Following yesterday’s release of the New York Fed Region survey, Empire Manufacturing Index, today’s release of the Philadelphia Federal Reserve region index fails economists expectations of a rise, I know another “shocker”, from 3.9 to 9.0 and comes in at a NEGATIVE 7.7 which is now in contraction territory. This is yet another component of our STA Economic Output Index that is currently telling us that the current “soft patch” as pitched by economist is much more than that.
Weakness was centered where you want it least, in orders. New orders were minus 7.6 with unfilled orders at minus 16.3. Shipments and employment both rose in the month but at a slower rate, and the decline in orders points to further slowing, if not contraction, in future reports. (The lack of consumer demand is starting to show up all across the board.)

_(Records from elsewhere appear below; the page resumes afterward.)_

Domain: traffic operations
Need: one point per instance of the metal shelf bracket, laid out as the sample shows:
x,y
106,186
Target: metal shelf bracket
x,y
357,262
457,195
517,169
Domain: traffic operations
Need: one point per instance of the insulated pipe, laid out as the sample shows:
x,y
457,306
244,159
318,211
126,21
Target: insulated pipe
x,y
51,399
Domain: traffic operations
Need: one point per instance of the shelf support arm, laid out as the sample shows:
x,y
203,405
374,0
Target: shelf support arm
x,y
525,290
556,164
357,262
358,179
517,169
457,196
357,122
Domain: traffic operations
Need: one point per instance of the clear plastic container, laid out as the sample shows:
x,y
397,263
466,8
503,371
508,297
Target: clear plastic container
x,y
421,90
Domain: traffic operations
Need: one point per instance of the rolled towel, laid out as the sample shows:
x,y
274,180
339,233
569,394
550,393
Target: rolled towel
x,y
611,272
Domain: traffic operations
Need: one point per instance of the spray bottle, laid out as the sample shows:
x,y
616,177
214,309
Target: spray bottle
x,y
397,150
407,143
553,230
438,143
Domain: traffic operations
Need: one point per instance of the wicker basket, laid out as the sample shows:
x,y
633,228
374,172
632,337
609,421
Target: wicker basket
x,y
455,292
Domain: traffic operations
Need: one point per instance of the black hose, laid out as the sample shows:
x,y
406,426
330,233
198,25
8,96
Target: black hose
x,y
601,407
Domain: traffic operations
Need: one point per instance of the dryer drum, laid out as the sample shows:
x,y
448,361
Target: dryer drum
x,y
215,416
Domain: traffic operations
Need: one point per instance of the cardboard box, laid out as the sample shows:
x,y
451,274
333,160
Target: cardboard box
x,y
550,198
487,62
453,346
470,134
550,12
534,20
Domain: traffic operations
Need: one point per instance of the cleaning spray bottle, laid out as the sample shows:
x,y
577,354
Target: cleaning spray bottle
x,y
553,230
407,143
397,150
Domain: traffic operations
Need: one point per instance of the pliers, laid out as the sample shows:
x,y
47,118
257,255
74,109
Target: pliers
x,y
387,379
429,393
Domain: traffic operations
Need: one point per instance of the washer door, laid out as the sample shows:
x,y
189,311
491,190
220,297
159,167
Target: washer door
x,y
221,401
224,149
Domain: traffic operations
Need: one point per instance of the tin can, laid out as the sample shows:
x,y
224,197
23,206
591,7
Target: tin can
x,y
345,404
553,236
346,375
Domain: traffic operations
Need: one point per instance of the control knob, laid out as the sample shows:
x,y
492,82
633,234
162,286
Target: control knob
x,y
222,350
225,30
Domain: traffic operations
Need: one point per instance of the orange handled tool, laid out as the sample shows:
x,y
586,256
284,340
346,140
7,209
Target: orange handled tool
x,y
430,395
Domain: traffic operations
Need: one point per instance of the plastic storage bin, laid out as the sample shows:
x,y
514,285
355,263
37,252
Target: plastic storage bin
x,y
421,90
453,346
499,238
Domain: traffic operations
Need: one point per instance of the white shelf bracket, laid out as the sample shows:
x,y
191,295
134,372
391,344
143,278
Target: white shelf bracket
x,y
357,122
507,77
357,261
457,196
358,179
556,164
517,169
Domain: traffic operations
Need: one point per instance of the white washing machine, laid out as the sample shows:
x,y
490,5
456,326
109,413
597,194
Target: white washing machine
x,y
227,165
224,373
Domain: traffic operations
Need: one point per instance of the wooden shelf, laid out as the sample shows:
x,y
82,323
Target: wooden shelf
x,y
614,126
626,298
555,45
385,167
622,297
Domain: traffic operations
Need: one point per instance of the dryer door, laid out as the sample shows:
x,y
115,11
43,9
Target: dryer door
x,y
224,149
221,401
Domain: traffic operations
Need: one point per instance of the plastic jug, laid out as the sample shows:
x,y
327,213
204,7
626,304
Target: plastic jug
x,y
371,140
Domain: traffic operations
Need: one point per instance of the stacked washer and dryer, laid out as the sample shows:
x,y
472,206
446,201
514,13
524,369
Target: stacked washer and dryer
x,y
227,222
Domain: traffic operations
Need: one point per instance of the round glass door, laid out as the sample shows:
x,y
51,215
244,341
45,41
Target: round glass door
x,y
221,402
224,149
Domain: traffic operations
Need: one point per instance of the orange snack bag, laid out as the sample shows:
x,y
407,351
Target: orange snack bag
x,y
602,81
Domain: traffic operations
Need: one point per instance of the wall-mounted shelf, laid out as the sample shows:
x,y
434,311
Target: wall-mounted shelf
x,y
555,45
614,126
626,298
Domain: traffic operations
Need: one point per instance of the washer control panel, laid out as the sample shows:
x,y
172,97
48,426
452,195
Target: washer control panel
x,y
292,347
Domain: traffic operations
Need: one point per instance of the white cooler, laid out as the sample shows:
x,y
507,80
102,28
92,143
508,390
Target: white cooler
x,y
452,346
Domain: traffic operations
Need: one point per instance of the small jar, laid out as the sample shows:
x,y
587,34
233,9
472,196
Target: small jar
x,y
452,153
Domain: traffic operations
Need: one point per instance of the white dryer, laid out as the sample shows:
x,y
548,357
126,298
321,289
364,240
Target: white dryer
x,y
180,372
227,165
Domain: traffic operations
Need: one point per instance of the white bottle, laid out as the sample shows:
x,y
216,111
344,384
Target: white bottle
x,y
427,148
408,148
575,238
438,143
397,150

In special questions this month, firms were asked about recent cost increases for energy and raw materials and the nature of their pricing since the beginning of the year. Forty-seven percent of the firms indicated they had increased base prices since the beginning of the year, although 54 percent said they have been unable to pass on cost increases. Moreover, 19 percent have instituted surcharges, and 14 percent have price escalation clauses covering cost increases. Respondents also indicated that a large percentage of their suppliers have instituted surcharges covering recent cost increases: 71 percent of the firms reported surcharges for transportation, 36 percent for commodities, and 36 percent for energy. 34 percent of the firms indicated that surcharges and/or escalation clauses have always been an important element of their own pricing.
Another negative is a big decline in the six-month outlook as what were once expectations for very solid growth are now turning into expectations for only marginal growth. Japanese supply effects may be at play to some extent but transportation equipment is not a dominant industry in either the Mid-Atlantic or New York regions. This week’s two reports raise the risk of contraction for the ISM’s national report on manufacturing to be posted at the beginning of July.
As we have been stating for the last several months, with the diminishing effects of QE 2 already fully piped into the economy the impact of the withdrawal of that support is showing up just as expected. We should start hearing clambering calls of more stimulus very shortly since this seems to be the only trick that our current Administration and Fed have at their disposal.